This article is part of the World Economic Forum's Geostrategy platform

The transatlantic alliance, a pillar of the post-World War II international order, is living through difficult times. Many of the current tensions between the United States and Europe — though certainly not all — have been caused by US President Donald J. Trump’s statements and policies.

By considering the withdrawal of the United States from NATO, imposing tariffs on European imports, calling the European Union (EU) a “foe,” and reneging on his commitment to keep US troops in Syria, Trump has not only sparked tensions between the United States and its European allies, he has also triggered concerns over whether he would honour Washington’s security commitment toward them. At the very least, he lacks the trust of large parts of the European public to do the right thing on the international stage.

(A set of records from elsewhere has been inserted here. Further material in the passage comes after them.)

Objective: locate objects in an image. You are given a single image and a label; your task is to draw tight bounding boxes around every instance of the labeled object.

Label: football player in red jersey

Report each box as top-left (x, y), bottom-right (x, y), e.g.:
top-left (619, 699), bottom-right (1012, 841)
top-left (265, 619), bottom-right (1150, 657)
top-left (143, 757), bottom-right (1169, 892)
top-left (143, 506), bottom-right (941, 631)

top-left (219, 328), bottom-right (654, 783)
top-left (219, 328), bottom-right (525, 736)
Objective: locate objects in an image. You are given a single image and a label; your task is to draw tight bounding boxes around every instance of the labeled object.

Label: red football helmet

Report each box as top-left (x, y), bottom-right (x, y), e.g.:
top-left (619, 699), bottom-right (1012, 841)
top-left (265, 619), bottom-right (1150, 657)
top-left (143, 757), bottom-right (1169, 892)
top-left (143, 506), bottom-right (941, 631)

In the wake of these developments, some Europeans are debating whether the EU and its member states should pursue a path of strategic autonomy, which would include greater independence from the United States in its foreign and security policies. An October 2017 commentary in the liberal German paper Die Zeit called for a “post-Atlantic” foreign policy. A year later, German Foreign Minister Heiko Maas advocated reforming Europe’s relationship with the United States, including acting as a counterweight when the United States crosses red lines.

Reality bites

Given the current political and structural realities in Europe, however, this quest will likely remain all talk.

For European strategic autonomy to be achievable, all members of the EU would actually have to support this goal, which is not the case. Central and Eastern European EU members, traditionally more concerned about threats from Russia, are vocally opposed to weakening the security partnership with the United States.

In a recent interview, Latvian Foreign Minister Edgars Rinkēvičs said that if Europe sought to create its own army, “there would be very legitimate questions from the United States: ‘If you need your own army... then we can go home.’ That’s exactly what we don’t want.”

Moreover, EU members regularly display an inability to agree on common foreign policy positions. Over just the past two months, EU member states failed to agree on common positions regarding the recognition of Juan Guaidó as Venezuela’s interim president and the US withdrawal from the Intermediate-Range Nuclear Forces (INF) Treaty. They even failed to agree on joint conclusions for an EU-Arab League summit.

If the most ardent proponents of European strategic autonomy aren’t yet dissuaded by these political challenges, they should consider the geopolitical realities of the EU’s security environment without NATO.

Next to the real and perceived security challenges posed by Russia on its eastern flank, the EU shares a border with Turkey (a NATO member), with which Brussels already now has a testy relationship. The United Kingdom, meanwhile, still parades one of the most powerful European militaries and will soon be outside an EU-wide security community. After Brexit, 80% of NATO defence spending will come from non-EU members of NATO.

A different kind of strategic autonomy

Thus, the maximalist vision of European strategic autonomy will likely remain a mirage.

Yet, there is another way of defining European strategic autonomy that NATO, the EU, and the United States can and should rally around. Better EU cooperation on the procurement of military equipment would make European defence spending more efficient, thereby heeding the US demands for greater burden sharing.

According to the European Commission, lack of coordination between EU member states on defence spending is costing them between €25 and €100 billion annually. As noted by US Sen. Lindsey Graham (R-SC), enhanced EU cooperation could increase NATO’s ability to swiftly move troops between EU member states. Over the longer run, enhanced EU security cooperation could enable it to jointly act in its neighbourhood, such as North Africa, in cases in which US interests are limited and joint NATO action isn’t warranted.

Such an approach could be a stepping stone toward a new and more equitable transatlantic bargain for the twenty-first century.